- Born: 30 June 1923 Moscow, Russian SFSR, Soviet Union (present-day Russia)
- Died: 6 October 1995 (aged 72) Moscow, Russia
- Genres: Space age pop, easy listening
- Occupation(s): Composer, arranger, keyboardist, conductor
- Instrument(s): Synthesizer, piano
- Years active: 1957–1990

= Vyacheslav Mescherin =

Soviet-Russian musician (1923–1995)

Vyacheslav Valerianovich Mescherin (Note: Вячеслав Валерианович Мещерин) (30 June 1923 – 6 October 1995) was a Soviet and Russian musician and composer, founder of Vyacheslav Mescherin's Orchestra of Electronic Instruments that performed space age pop and easy listening music.

==Biography==
A veteran of World War II, Vyacheslav received Order of the Red Star and Medal "For Courage". After the war, Mescherin graduated from Gnessin State Musical College and worked on the radio. In 1957 he founded the Orchestra of Electronic Instruments, also informally known as the Vyacheslav Mescherin Orchestra. The orchestra used various electronic instruments, such as theremins, electronic organs and early synthesisers.
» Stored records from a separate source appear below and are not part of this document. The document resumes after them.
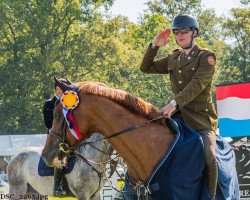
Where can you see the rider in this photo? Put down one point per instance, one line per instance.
(48, 119)
(191, 70)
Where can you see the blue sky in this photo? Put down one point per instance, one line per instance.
(132, 8)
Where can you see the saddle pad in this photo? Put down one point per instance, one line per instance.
(179, 174)
(44, 170)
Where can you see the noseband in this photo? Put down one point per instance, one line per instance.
(63, 146)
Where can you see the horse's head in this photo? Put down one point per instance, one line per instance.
(60, 142)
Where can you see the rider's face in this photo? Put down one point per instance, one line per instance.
(183, 37)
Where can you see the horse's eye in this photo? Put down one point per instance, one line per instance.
(57, 115)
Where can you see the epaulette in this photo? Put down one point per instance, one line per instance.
(176, 50)
(206, 50)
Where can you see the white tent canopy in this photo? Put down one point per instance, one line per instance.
(13, 144)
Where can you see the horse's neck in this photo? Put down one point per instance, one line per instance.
(99, 151)
(141, 148)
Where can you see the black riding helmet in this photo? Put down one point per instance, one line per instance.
(182, 21)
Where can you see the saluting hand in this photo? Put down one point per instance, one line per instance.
(162, 38)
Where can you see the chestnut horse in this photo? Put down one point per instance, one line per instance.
(108, 111)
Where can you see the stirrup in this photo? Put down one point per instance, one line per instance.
(59, 192)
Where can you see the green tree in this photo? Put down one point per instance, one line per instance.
(236, 30)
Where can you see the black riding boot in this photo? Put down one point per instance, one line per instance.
(58, 190)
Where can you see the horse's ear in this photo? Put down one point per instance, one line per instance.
(64, 87)
(69, 82)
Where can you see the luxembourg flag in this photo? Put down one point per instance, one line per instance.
(233, 105)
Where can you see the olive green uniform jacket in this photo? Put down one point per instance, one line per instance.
(190, 77)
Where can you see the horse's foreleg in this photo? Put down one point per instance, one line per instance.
(17, 191)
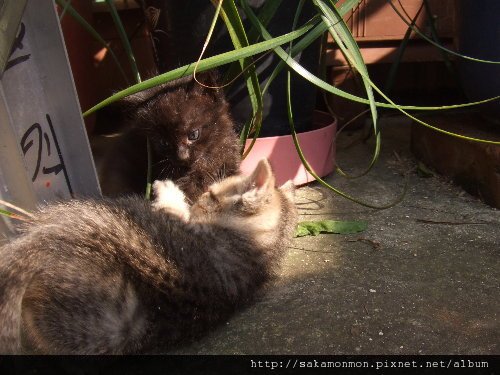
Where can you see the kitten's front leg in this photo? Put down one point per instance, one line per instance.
(171, 199)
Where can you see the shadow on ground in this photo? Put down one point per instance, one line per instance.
(423, 279)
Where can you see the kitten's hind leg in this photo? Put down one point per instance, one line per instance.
(171, 199)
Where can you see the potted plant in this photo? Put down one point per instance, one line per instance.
(256, 39)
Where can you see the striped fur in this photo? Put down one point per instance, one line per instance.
(124, 276)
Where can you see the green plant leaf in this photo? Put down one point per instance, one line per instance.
(205, 64)
(344, 39)
(313, 228)
(239, 38)
(299, 69)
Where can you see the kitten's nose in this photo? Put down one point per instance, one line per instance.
(183, 153)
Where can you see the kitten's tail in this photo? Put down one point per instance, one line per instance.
(15, 275)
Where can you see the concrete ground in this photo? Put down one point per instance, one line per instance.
(424, 278)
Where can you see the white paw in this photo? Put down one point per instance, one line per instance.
(170, 198)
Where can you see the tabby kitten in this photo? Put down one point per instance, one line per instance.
(130, 276)
(193, 141)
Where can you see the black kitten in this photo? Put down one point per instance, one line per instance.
(191, 133)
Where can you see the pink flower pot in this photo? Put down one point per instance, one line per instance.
(317, 146)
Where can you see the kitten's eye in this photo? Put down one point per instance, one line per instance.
(194, 135)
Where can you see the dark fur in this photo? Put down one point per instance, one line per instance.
(167, 114)
(116, 276)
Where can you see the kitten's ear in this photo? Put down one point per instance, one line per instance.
(288, 188)
(260, 186)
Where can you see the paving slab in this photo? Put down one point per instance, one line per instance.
(422, 279)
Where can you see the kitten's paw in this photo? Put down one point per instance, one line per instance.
(170, 198)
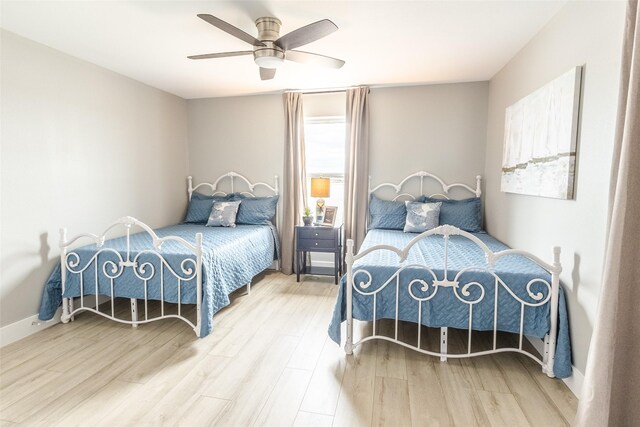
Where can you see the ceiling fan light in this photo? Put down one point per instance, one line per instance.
(268, 61)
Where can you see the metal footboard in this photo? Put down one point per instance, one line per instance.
(424, 289)
(118, 262)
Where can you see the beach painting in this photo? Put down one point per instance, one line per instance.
(539, 154)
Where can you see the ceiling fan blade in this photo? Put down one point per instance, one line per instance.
(306, 34)
(221, 54)
(267, 73)
(228, 28)
(313, 59)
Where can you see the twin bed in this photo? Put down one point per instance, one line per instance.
(187, 263)
(445, 277)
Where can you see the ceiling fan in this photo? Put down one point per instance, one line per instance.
(270, 50)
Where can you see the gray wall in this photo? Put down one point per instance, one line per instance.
(81, 147)
(438, 128)
(583, 33)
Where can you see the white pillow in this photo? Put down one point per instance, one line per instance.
(421, 216)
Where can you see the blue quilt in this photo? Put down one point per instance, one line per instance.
(230, 259)
(445, 310)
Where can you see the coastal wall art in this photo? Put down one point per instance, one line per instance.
(539, 155)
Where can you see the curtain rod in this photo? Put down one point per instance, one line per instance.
(319, 91)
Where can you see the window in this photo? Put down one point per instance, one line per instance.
(325, 155)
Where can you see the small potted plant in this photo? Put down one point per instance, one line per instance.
(307, 218)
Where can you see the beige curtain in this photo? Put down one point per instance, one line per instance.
(356, 190)
(294, 186)
(611, 390)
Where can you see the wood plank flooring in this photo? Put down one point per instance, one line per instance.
(268, 362)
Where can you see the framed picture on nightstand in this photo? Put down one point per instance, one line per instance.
(329, 216)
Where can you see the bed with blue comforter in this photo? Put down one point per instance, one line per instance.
(444, 310)
(232, 256)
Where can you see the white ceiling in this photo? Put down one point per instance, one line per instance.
(382, 42)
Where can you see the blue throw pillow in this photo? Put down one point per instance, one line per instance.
(258, 210)
(421, 216)
(387, 214)
(465, 214)
(200, 207)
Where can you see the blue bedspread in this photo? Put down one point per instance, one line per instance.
(444, 310)
(230, 259)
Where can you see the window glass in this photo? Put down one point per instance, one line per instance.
(325, 155)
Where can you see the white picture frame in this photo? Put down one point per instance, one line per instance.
(330, 213)
(540, 141)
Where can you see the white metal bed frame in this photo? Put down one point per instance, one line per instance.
(460, 290)
(145, 271)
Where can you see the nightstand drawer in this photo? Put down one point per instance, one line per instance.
(311, 244)
(316, 233)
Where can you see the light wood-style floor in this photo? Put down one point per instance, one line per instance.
(269, 361)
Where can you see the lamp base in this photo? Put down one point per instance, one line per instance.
(319, 211)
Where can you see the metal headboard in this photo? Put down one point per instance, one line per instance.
(398, 188)
(232, 176)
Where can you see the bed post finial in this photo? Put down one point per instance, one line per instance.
(63, 275)
(553, 324)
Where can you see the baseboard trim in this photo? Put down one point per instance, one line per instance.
(575, 381)
(25, 327)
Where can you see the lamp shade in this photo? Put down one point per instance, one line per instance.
(320, 187)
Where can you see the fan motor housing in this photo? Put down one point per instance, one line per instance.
(269, 56)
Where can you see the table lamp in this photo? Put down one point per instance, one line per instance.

Vyacheslav composed some of the music, but also arranged electronic versions of folk tunes and Western songs, such as Bimbo Jet and Popcorn.

Initial critical reaction in conservative Soviet media was mixed; a newspaper parody article joked that "Mescherin makes clothes irons play Tchaikovsky's Concerto No. 1". But with time, Mescherin conquered a wider fan base and received many state awards, including the title of People's Artist of the RSFSR. Yuri Gagarin, the first human in space, was a fan of the Orchestra. Alexey Leonov stated: "The music of electric musical instruments perfectly corresponds to the state that I experienced in outer space. Mescherin's music was often used as a background in elevators and waiting halls, as well as on television. Many of his compositions were included in popular animated series Well, Just You Wait! and the 1959 science fiction film Nebo Zovyot. The Mescherin Orchestra remained active until 1990.

The Vyacheslav Mescherin Orchestra had produced over 1,000 music tracks, all of which are archived in the old Soviet Sound Recording Museum in Moscow. Mescherin's music has been collected in two albums entitled Easy USSR Volumes I and II (1960s and 1970s, and 1970s and 1980s, respectively), which became the subject of the BBC Radio 4 documentary Tim Key's Easy USSR in which Tim Key explains his obsession with Mescherin’s music.